ЩедринДвадцатый век в искусстве вообще и в музыке в частности можно назвать временем ниспровержения всего, что можно назвать традиционным. Одной из художественных традиций, подвергнутых сомнению в Новейшее время, стала изначальная и, казалось бы, вечная связь музыки с поэтическим словом. Тексты, становившиеся источником вдохновения для композиторов двадцатого столетия, зачастую нельзя назвать поэтическими не только по форме, но и по содержанию – на музыку были положены и политические статьи Владимира Ильича Ленина, и каталог выставки сельскохозяйственной техники… Но если в этих источниках еще можно усмотреть нечто значительное (грандиозность исторических событий, величие инженерной мысли), то совсем уж неожиданным может показаться текст, который в 1963 г. привлек внимание Родиона Константиновича Щедрина – «Памятка отдыхающему в пансионате «Курпаты». Композитор приехал в пансионат, намериваясь работать над кантатой о Ленине, но в первый же день знакомство с памяткой для отдыхающих изменило его планы.

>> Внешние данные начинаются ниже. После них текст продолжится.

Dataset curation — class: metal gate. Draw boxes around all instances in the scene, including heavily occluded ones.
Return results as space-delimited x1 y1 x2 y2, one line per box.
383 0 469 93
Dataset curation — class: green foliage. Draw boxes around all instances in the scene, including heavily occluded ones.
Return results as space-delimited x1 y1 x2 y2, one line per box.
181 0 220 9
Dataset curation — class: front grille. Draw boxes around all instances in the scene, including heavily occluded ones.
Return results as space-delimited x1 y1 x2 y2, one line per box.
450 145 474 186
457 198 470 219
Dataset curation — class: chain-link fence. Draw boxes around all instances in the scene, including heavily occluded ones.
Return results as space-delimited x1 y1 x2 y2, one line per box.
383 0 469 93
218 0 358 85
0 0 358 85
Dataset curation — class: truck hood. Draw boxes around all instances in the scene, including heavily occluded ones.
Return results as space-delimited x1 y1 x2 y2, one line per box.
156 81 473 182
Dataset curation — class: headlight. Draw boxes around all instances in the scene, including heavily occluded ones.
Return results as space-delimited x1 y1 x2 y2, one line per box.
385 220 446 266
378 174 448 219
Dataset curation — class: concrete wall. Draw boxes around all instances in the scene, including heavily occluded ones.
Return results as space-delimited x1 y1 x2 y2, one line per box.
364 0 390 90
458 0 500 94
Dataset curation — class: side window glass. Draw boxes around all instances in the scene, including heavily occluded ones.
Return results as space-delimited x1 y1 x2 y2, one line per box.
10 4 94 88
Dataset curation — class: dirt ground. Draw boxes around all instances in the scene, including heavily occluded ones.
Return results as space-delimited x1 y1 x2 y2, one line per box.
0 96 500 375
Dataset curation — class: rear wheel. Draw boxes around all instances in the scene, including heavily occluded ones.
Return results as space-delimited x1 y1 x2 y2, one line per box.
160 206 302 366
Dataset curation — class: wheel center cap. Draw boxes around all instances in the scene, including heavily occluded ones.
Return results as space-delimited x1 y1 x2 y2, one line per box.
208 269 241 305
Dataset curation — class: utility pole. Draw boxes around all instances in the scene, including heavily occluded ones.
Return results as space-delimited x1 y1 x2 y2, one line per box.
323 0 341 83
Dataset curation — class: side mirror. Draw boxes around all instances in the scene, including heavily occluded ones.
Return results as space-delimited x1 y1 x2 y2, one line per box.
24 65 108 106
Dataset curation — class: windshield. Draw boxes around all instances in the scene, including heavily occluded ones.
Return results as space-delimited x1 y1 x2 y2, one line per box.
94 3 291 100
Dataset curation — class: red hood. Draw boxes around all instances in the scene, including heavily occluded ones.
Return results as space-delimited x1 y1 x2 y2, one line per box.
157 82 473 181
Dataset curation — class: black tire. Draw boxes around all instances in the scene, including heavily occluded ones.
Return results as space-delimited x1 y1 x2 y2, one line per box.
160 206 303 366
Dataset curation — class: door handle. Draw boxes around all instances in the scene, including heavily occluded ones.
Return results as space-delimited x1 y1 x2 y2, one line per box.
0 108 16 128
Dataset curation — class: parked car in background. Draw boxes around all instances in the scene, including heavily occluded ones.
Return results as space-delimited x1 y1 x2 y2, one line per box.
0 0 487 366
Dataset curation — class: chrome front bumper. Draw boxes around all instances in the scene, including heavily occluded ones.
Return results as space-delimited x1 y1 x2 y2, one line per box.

Этот пансионат расположен в одном из самых живописных мест Крыма, на берегу Черного моря. Казалось бы, все здесь должно располагать к отдохновению и блаженству – но текст «памятки» настраивает совершенно на иной лад, он целиком состоит из запретов и предписаний: «обязан», «не предоставляется», «не разрешается» – эти слова повторяются с завидной регулярностью… вероятно, изучающий эту памятку отдыхающий должен был бы задаться вопросом – а что же все-таки ему разрешено делать в пансионате? Но в том-то и дело, что современники композитора не привыкли задаваться такими вопросами – окруженные со всех сторон запретами и нелепыми требованиями мелких чиновников, они могли только мириться со всемогущей бюрократией. Родион Щедрин так и назвал свою кантату – «Бюрократиада».

Кантата для солистов, хора и оркестра «Бюрократиада» стала замечательным образцом музыкальной сатиры. Все в ней утрированно, уродливо заострено, музыкальные фразы кажутся «идеально ровными» – так и представляется стол в кабинете какого-нибудь начальника (не отличающегося умом, но чувствующего себя царем «на вверенной ему территории»), но необычайная экспрессия вступает с противоречие с этой «плоскостью» – возникает образ некой силы, предельно тупой, но очень мощной. Этот образ становится еще более гротескным, если учесть, какие формы использовал Щедрин в «Бюрократиаде»: мы услышим здесь и канон, и хорал, и lamento, и арии, и дуэты, и монодию, и даже фугу – все это обычно ассоциируется либо с глубокими чувствами, либо с серьезными и возвышенными философскими размышлениями, и когда подобные формы наполняются подчеркнуто бездуховным содержанием, становится даже не смешно, а страшно.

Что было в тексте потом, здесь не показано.